While citizens can dedicate funding for water and land conservation in the state constitution, we cannot appropriate funds via the constitution. Appropriations are solely the Legislature’s responsibility. Fortunately, Florida has a number of excellent programs already in place for making project selection decisions. The state has a stellar track record of selecting conservation projects based on objective criteria and science, which includes review by citizens and oversight panels composed of experts from the appropriate fields. The existing Acquisition and Restoration Council is one good example.

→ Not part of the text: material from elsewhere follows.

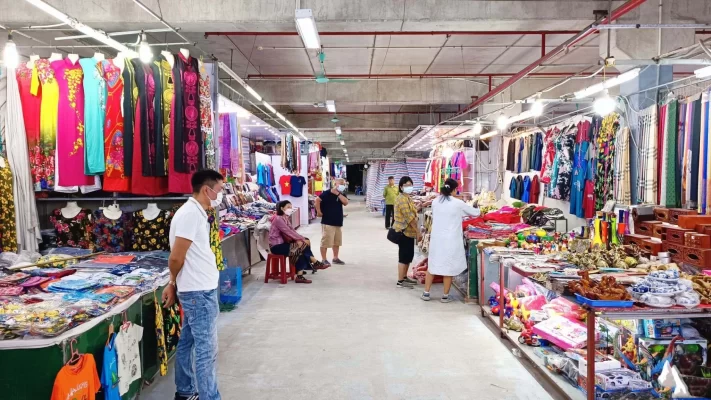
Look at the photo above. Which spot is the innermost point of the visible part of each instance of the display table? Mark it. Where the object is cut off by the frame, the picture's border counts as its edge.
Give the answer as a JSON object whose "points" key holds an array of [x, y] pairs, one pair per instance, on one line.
{"points": [[29, 367]]}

Amendment 1 does not change these existing project selection systems. So while the Legislature must appropriate the funds, the existing tried and true systems in place for project selection would not change now that Amendment 1 has been ratified.

Oh! Remember this?

https://cyndi-lenz.com/2015/04/15/pr-firm-plays-both-sides-of-the-road-makes-stupid-remarks/

One source for money to revive the water-farming contracts was money from the taxpayers from the rest of the state, via the Legislature. But the water district’s governing board, under state law, is not allowed to hire its own lobbyists to pursue funding.

Instead, Alico did it for them.

The company employed 16 lobbyists last year, and it turned them loose on the Legislature to get $13 million to pump new life into the project. Alico spokeswoman Sarah Bascom said the company was just helping out a state agency in need, and its lobbyists did not specifically ask for money for Alico’s own contract.”